5. The learned Counsel for the Respondent made reference to Himmun v. Fauji AIR 1921 Lah 6 wherein it was observed that a decree could be altered by review on appeal or revision but either Section 148 or 151 could not be utilised for the purpose of altering the decree. The observations were made in the facts and circumstance of that case which are distinguishable. In my view, he cannot derive any benefit-from the said observations.

6. After taking into consideration all the aforesaid facts and circumstances I am of the opinion that the Court had the power to extend time u/s 148 of the Code.

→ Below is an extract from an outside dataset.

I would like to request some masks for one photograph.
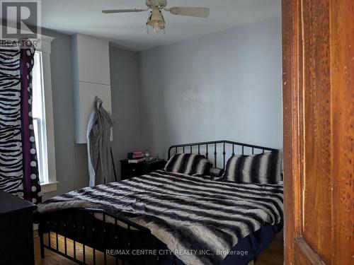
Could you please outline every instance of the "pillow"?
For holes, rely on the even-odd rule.
[[[238,183],[278,184],[282,181],[282,152],[234,155],[227,161],[224,179]]]
[[[169,159],[165,165],[166,172],[188,175],[207,175],[212,164],[204,155],[192,153],[178,153]]]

7. Now the question that arises for determination is whether the time should be extended u/s 148 or not in the present case. I have been informed that one of the witnesses who is to be examined is at present employed outside the country and it will take some time to secure his presence. Mr. Goyal has, however, given an undertaking that the Department shall close its case by 30th April, 1985. Mr. Jain, counsel for the Respondent, states that he shall take at the most one month for producing his evidence. Thus the evidence of the parties should conclude by the end of May, 1985. Thereafter the enquiry officer will require some time to complete the report. Mr. Goyal has further given an undertaking that the report shall be completed by the enquiry officer within 15 days after the Respondent concludes his evidence. In case he concludes the evidence within a shorter period than one month. It is expected from the enquiry officer to give the report within 15 days after the conclusion of the evidence. Mr. Goyal has made an oral request that the period be further extended for completion of the enquiry up to 15th June, 1985. Section 148 provides that where any period is fixed or granted by the Court for doing of any act prescribed, the Court may in its discretion from time to time enlarge such period even though the period originally fixed or granted may have expired. It is well settled that the power given to the Court u/s 148 is discretionary and is given for the purpose of securing the ends of justice in case of necessity (see Shri Joydhayan v. Babu Ram and Ors. CA 94/72 decided on 23-11-82, decided by the Supreme Court. After taking into consideration the facts and circumstances of the case and in order to avoid further litigation between the parties I extend the time up to 15th June, 1985. However, I hope that the enquiry will be completed prior to that date and in any case no further extension will be sought by the Petitioner.

8. For the aforesaid reasons I accept the revision petition and grant extension to the Petitioner up to 15th June, 1985. I, however, leave the parties to bear their own costs.